La Junta de Andalucía anuncia una aceleración de trámites para asegurar el presupuesto de 2027, presentándolo como un gesto de eficiencia. Sin embargo, esta planificación choca con una realidad de recortes en sanidad y educación, donde las listas de espera y las aulas masificadas son la norma. La promesa de plazos rápidos no oculta la falta de inversión real en servicios esenciales.
Código abierto contra la opacidad presupuestaria 🛠️
Para lograr transparencia, se podría implementar un sistema de código abierto que vincule cada partida presupuestaria a indicadores de rendimiento en sanidad y educación. Herramientas como R o Python permitirían analizar datos de listas de espera o ratios alumno-profesor, generando informes automáticos. Esto forzaría a la administración a justificar cada euro con métricas verificables, no con fechas políticas.

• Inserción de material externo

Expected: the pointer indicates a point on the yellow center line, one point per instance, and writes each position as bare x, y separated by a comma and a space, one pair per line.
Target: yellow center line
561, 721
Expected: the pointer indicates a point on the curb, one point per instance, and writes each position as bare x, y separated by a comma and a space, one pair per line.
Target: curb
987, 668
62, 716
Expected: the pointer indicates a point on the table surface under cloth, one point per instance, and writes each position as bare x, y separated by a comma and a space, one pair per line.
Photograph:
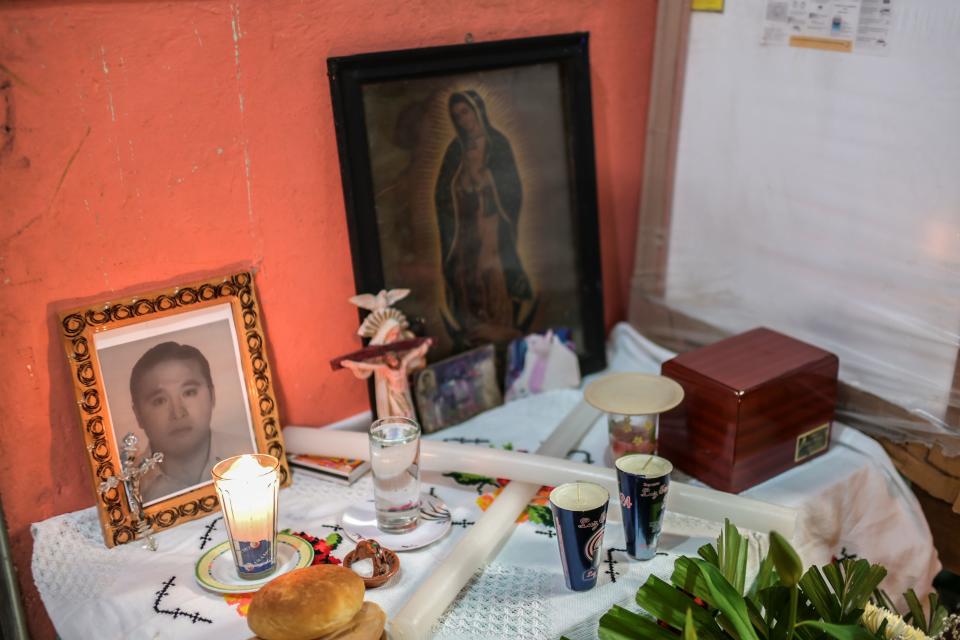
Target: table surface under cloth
850, 501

La tecnología existe; la voluntad política, no.
La eficiencia es como el jamón: mejor con inversión que con prisas 🐢
La Junta promete agilizar trámites como quien pone un cronómetro a una tortuga. Pero la tortuga, si no come, se queda en el sitio. Así están las listas de espera: esperando que alguien las reduzca con dinero, no con plazos. Igual que un programador que optimiza el código pero olvida el servidor, aquí se acelera el proceso pero se descuida el contenido. Al menos, que no nos vendan el humo como si fuera fibra óptica.